We empirically demonstrate that, surprisingly, the training dataset for RLVR can be reduced to as little as ONE example! This finding supports recent claims that base models already possess significant reasoning capabilities [13, 20, 6, 21], and further shows that a single example is sufficient to substantially enhance the base model’s mathematical performance.
We highlight an intriguing phenomenon in 1-shot RLVR: post-saturation generalization. Specifically, the training accuracy on the single example rapidly approaches 100%, yet the model’s test accuracy continues to improve. Moreover, despite using only one training example, overfitting does not occur until after approximately 1.4k training steps. Even post-overfitting, while the model’s reasoning outputs for the training example become incomprehensible multilingual gibberish mixed with correct solutions, its test performance remains strong, and the reasoning outputs for the test examples remain human-interpretable.
In this section, we show another empirical observation of 1-shot RLVR: it is capable of increasing the frequency of self-reflection [6] in the model responses as training progresses. To study this, we check the output patterns of different checkpoints obtained from the training process of 1-shot RLVR on the Qwen2.5-Math-1.5B model. We find that their self-reflection process often appears with words such as “rethink”, “recheck” and “recalculate”. Therefore, we count the number of responses that contain these words when evaluating 6 mathematical reasoning tasks mentioned before.

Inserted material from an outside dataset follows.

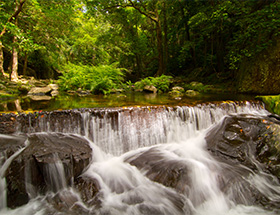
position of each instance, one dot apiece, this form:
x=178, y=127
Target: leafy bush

Understanding 1-shot RLVR and Post-saturation Generalization A rigorous understanding for the feasibility of 1-shot LLM RLVR and post-saturation generalization is still unclear. We think that one possible hypothesis is that the policy loss on the learned examples plays a role as “implicit regularization” of RLVR when the model tries to explore more diverse output strategies under the encouragement of entropy loss or larger rollout temperature. It will punish the exploration patterns that make the model fail to answer the learned data, and thus provide a verification for exploration. It’s interesting to explore if the phenomenon has relevance to Double Descent [55] or the implicit regularization from SGD [56, 57]. We leave the rigorous analysis of this phenomenon for future works, and we believe that can help us to comprehend what happens in the RLVR process.
Moreover, we believe a broader and more important insight for these is that encouraging the model to explore more diverse outputs within the solution space is critical, as it may significantly impact the model’s generalization to downstream tasks. Adding entropy loss is merely one possible approach to achieve this goal and may not necessarily be the optimal solution.